Sunday, November 15, 2015

What is the Obama Doctrine? Part 2

I posted an item with this title in April, click here for it.

Here are a few updates on it:

The Curse of the Obama Doctrine.
- The Obama doctrine: Barack Obama’s foreign-policy goal in his second term: to avoid costly entanglements.
- Time: The ‘Obama Doctrine’ Echoes Kennedy and Nixon.

As always, the relevant Wikipedia page is worth looking at, click here for it.

This NYT editorial seems to summarize it well.

- Click here for Obama’s Doctrine of Restraint.
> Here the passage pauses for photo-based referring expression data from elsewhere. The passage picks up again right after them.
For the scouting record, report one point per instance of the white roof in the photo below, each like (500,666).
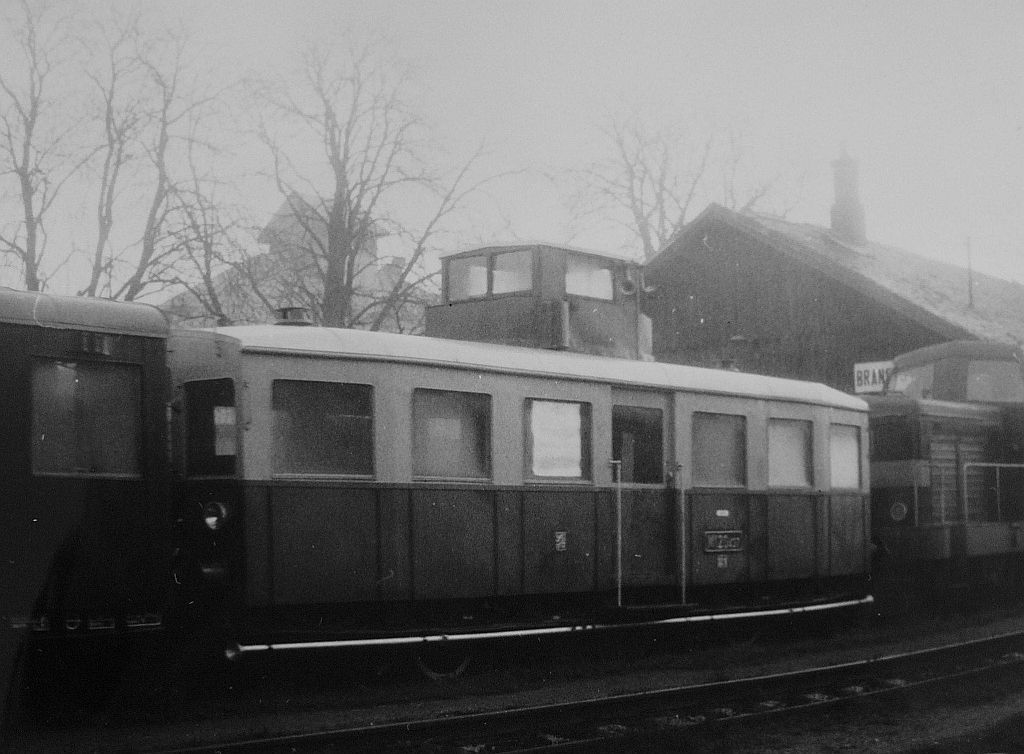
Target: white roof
(337,342)
(617,256)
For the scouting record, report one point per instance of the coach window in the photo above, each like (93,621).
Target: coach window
(211,444)
(467,278)
(323,428)
(86,418)
(558,440)
(451,434)
(588,277)
(844,456)
(513,271)
(994,380)
(637,444)
(790,453)
(719,450)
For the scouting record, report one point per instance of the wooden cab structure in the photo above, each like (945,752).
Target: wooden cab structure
(544,296)
(355,488)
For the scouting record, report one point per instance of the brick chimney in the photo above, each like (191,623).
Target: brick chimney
(848,212)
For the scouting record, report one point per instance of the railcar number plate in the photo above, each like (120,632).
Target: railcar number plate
(723,541)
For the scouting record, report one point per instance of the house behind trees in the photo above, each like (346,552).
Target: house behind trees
(288,273)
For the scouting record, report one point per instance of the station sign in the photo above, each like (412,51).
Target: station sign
(870,376)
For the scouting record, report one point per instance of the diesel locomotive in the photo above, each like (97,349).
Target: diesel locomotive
(947,465)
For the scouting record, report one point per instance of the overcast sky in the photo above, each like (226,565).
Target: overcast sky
(928,96)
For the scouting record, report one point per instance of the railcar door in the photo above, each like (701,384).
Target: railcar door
(646,509)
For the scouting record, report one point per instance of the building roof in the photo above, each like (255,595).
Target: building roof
(344,343)
(931,292)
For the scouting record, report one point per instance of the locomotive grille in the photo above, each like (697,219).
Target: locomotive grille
(948,453)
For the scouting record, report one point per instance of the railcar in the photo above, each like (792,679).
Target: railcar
(85,514)
(947,464)
(346,488)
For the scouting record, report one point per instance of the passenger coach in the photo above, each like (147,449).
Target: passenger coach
(85,515)
(344,488)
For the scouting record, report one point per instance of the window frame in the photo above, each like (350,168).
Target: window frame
(486,278)
(187,431)
(493,263)
(140,434)
(808,450)
(276,474)
(743,447)
(858,433)
(662,442)
(586,444)
(599,262)
(488,437)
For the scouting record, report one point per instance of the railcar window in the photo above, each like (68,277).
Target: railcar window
(993,380)
(790,453)
(323,428)
(844,455)
(467,278)
(914,382)
(451,434)
(513,271)
(211,432)
(637,443)
(719,450)
(86,418)
(587,277)
(558,438)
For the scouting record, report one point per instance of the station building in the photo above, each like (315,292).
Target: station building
(761,294)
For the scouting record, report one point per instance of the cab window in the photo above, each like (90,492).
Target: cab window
(467,278)
(915,382)
(513,271)
(589,277)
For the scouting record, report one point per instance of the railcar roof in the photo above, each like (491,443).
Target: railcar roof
(466,354)
(958,349)
(492,248)
(79,312)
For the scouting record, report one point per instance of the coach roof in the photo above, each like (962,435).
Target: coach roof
(78,312)
(337,342)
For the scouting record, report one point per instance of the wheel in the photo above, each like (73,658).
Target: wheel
(441,662)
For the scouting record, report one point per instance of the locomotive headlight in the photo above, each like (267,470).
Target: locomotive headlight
(215,515)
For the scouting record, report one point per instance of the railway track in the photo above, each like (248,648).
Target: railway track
(589,724)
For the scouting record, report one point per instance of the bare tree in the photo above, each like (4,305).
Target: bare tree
(651,180)
(370,158)
(38,125)
(644,184)
(122,113)
(174,117)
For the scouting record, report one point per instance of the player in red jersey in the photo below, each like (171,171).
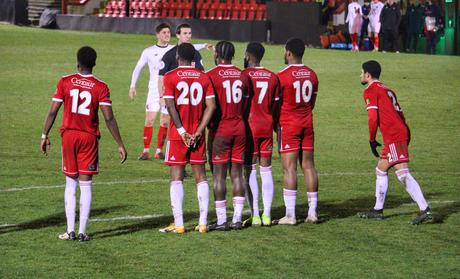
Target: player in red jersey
(264,101)
(189,98)
(385,113)
(82,95)
(299,88)
(227,134)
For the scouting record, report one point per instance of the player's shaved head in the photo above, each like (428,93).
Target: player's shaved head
(86,57)
(225,50)
(296,46)
(373,68)
(186,52)
(256,49)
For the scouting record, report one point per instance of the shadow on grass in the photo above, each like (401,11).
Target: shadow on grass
(54,220)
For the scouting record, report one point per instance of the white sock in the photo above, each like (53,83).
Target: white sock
(381,188)
(267,188)
(203,201)
(177,197)
(70,202)
(85,204)
(289,202)
(412,187)
(312,203)
(221,212)
(238,205)
(254,190)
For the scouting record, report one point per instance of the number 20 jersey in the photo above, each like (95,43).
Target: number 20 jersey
(188,87)
(299,88)
(82,95)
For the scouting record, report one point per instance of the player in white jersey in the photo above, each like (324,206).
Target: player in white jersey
(153,57)
(374,22)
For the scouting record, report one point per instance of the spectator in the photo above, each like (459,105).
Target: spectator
(390,19)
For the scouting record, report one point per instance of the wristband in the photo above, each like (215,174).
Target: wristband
(181,131)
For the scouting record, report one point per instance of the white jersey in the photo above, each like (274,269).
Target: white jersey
(153,56)
(376,9)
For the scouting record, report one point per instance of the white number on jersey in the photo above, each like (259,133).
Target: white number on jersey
(82,108)
(394,101)
(233,91)
(195,90)
(303,91)
(263,85)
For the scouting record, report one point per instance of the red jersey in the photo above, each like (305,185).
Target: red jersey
(264,91)
(231,89)
(390,116)
(299,88)
(189,87)
(82,95)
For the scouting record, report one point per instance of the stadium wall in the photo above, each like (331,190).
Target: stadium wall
(14,11)
(232,30)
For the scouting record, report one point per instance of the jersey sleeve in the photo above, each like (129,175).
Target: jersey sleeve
(58,95)
(371,100)
(104,96)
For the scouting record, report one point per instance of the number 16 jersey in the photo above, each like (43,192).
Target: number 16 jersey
(82,95)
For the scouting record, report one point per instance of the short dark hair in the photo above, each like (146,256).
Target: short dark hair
(225,50)
(183,25)
(86,57)
(256,49)
(296,46)
(373,68)
(161,26)
(186,52)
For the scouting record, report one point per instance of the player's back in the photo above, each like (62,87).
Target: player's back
(298,90)
(231,89)
(82,95)
(391,118)
(189,87)
(264,91)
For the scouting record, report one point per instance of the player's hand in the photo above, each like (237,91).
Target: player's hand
(132,93)
(123,154)
(45,146)
(374,145)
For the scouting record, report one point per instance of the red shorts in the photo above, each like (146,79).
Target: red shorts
(395,153)
(293,138)
(79,153)
(226,147)
(178,154)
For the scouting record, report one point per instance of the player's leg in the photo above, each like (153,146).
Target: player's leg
(266,176)
(415,192)
(311,184)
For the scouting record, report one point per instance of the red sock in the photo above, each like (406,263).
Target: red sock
(162,132)
(147,136)
(376,41)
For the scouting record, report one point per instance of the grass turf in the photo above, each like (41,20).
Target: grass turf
(342,246)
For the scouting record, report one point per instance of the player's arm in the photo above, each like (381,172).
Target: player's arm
(49,121)
(112,125)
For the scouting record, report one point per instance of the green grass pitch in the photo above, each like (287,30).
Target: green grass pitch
(342,246)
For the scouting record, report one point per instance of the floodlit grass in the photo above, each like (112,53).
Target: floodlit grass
(342,246)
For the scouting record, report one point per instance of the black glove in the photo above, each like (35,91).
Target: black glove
(374,145)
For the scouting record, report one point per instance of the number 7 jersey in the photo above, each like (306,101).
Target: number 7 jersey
(82,95)
(298,90)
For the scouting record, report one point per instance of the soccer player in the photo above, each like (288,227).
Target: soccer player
(82,95)
(153,57)
(264,89)
(385,113)
(189,97)
(227,134)
(299,89)
(374,22)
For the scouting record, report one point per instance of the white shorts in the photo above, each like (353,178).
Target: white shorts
(374,26)
(153,102)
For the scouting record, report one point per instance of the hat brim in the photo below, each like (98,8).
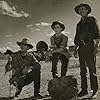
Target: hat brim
(56,22)
(29,45)
(85,5)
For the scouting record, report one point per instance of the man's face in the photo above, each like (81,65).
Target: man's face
(24,47)
(83,11)
(57,28)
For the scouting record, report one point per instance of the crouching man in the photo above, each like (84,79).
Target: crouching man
(25,69)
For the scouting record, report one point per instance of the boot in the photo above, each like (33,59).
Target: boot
(54,75)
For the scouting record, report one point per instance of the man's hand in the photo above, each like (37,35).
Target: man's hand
(26,70)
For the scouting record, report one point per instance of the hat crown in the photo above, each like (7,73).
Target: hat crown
(25,41)
(85,5)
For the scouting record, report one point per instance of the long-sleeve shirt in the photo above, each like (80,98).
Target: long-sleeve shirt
(19,62)
(86,30)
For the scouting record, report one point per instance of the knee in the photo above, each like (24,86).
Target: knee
(37,66)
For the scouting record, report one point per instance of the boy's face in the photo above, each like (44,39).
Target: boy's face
(57,28)
(24,47)
(83,11)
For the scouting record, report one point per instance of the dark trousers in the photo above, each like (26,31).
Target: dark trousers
(87,58)
(64,62)
(34,75)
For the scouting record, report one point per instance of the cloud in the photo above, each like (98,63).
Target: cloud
(6,9)
(10,42)
(43,24)
(8,35)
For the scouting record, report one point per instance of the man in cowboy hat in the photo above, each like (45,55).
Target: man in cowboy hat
(87,39)
(58,49)
(25,68)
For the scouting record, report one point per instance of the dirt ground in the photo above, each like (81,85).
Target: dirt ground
(28,91)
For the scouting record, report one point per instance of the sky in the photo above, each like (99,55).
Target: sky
(33,18)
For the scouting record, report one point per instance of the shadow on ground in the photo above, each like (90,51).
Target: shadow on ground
(30,98)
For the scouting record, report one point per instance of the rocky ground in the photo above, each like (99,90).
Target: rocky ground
(28,91)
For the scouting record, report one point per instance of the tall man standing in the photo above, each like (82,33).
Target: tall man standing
(86,39)
(58,49)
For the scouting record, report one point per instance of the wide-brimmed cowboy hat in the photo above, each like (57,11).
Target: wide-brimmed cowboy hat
(26,42)
(85,5)
(59,23)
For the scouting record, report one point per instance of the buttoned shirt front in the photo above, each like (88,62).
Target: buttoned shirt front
(19,62)
(60,42)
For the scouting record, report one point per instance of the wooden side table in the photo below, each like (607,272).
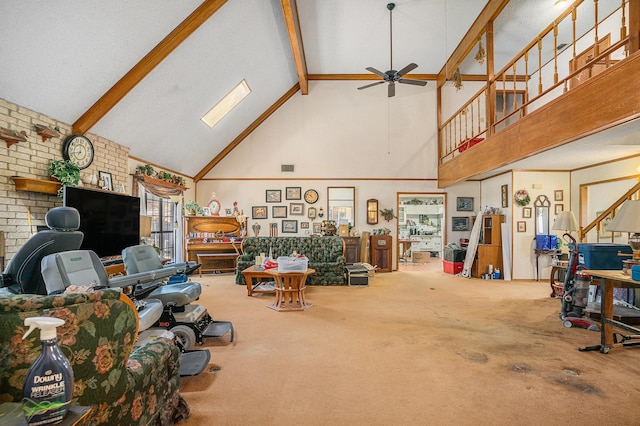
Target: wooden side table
(257,272)
(290,288)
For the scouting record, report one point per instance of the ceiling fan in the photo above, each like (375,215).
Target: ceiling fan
(392,76)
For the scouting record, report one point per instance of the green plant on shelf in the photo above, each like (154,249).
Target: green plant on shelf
(64,171)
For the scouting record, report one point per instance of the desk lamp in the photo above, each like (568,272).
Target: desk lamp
(628,220)
(565,221)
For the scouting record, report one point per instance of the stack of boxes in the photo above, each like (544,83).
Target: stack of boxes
(453,262)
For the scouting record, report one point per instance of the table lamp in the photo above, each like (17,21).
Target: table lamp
(565,221)
(628,220)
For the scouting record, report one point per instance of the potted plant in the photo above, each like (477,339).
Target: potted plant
(64,171)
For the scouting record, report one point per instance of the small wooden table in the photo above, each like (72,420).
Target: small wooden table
(609,280)
(290,288)
(258,272)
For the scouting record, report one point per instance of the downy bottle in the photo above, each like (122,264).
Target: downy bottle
(48,387)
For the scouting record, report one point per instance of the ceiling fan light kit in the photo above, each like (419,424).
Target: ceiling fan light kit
(392,76)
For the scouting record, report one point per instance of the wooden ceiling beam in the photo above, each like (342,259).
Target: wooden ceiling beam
(489,13)
(136,74)
(246,132)
(292,21)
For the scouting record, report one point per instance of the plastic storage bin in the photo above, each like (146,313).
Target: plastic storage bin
(292,264)
(452,267)
(603,256)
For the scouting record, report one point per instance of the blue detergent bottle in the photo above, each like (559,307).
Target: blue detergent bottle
(48,387)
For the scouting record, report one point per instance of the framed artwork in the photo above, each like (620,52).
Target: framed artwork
(311,213)
(259,212)
(278,211)
(293,193)
(289,226)
(296,209)
(274,196)
(106,179)
(505,197)
(460,223)
(464,204)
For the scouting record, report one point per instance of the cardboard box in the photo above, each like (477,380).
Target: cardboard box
(452,267)
(420,256)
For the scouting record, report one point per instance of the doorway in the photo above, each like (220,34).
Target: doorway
(421,230)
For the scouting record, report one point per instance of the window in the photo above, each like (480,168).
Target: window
(161,211)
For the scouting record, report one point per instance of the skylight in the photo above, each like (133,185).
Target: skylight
(226,104)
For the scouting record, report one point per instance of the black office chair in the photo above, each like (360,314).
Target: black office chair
(22,274)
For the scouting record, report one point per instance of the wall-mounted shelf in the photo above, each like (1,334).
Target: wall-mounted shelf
(46,132)
(159,182)
(11,136)
(36,185)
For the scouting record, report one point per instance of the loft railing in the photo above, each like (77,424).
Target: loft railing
(598,224)
(526,84)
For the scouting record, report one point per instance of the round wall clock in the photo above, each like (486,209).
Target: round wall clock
(79,150)
(311,196)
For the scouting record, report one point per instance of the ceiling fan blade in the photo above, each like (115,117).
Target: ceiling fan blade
(376,72)
(410,81)
(406,69)
(370,85)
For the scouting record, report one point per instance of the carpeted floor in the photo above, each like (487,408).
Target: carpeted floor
(413,348)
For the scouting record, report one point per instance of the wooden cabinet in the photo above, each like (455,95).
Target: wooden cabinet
(382,252)
(213,241)
(489,246)
(352,249)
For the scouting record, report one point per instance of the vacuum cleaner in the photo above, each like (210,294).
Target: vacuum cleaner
(575,292)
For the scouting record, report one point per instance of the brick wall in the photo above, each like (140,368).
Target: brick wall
(31,159)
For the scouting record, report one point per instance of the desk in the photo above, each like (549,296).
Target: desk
(540,252)
(257,272)
(609,280)
(290,290)
(557,287)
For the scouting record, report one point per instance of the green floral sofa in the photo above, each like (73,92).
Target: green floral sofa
(326,256)
(124,385)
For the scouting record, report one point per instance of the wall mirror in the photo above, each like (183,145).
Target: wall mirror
(542,205)
(341,204)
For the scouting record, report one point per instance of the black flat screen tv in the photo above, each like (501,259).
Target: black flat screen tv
(110,221)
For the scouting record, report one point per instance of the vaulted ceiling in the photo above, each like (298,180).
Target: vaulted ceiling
(143,73)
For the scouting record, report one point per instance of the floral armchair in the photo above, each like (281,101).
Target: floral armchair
(123,383)
(326,256)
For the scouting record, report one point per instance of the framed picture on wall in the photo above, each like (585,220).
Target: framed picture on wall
(274,196)
(296,209)
(289,226)
(293,193)
(279,211)
(259,212)
(460,223)
(464,204)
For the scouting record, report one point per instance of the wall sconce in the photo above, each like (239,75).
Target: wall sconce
(372,211)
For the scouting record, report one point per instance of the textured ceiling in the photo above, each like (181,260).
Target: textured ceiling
(61,56)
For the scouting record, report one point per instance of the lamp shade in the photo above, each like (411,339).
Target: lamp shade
(565,221)
(627,219)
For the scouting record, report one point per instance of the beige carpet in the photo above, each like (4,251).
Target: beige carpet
(413,348)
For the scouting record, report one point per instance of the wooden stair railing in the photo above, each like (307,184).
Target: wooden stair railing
(611,210)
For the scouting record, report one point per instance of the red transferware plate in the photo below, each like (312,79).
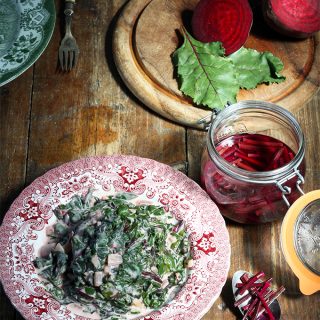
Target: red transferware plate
(23,232)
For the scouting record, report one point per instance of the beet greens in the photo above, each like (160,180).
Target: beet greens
(113,257)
One way to define Barack Obama’s foreign policy is as a Doctrine of Restraint. It is clear, not least to the Kremlin, that this president is skeptical of the efficacy of military force, wary of foreign interventions that may become long-term commitments, convinced the era of American-imposed solutions is over, and inclined to see the United States as less an indispensable power than an indispensable partner. He has, in effect, been talking down American power.
President Vladimir Putin has seized on this profound foreign policy shift in the White House. He has probed where he could, most conspicuously in Ukraine, and now in Syria. Obama may call this a form of Russian weakness. He may mock Putin’s forays as distractions from a plummeting Russian economy. But the fact remains that Putin has reasserted Russian power in the vacuum created by American retrenchment and appears determined to shape the outcome in Syria using means that Obama has chosen never to deploy. For Putin, it’s clear where the weakness lies: in the White House.
Russia’s Syrian foray may be overreach. It may fall into the category of the “stupid stuff” (read reckless intervention) Obama shuns. Quagmires can be Russian, too. But for now the initiative appears to lie in the Kremlin, with the White House as reactive power. Not since the end of the Cold War a quarter-century ago has Russia been as assertive or Washington as acquiescent.
Obama’s Doctrine of Restraint reflects circumstance and temperament. He was elected to lead a nation exhausted by the two longest and most expensive wars in its history. Iraq and Afghanistan consumed trillions without yielding victory. His priority was domestic: first recovery from the 2008 meltdown and then a more equitable and inclusive society. The real pivot was not to Asia but to home.
Besides, American power in the 21st century could not be what it was in the 20th, not with the Chinese economy quintupling in size since 1990. The president was intellectually persuaded of the need to redefine America’s foreign-policy heft in an interconnected world of more equal powers, and temperamentally inclined to prudence and diplomacy over force. Republican obstructionism and the politicization of foreign policy in a polarized Washington did not help him. American power, in his view, might still be dominant but could no longer be determinant.
As Obama put it to The New Republic in 2013, “I am more mindful probably than most of not only our incredible strengths and capabilities, but also our limitations.”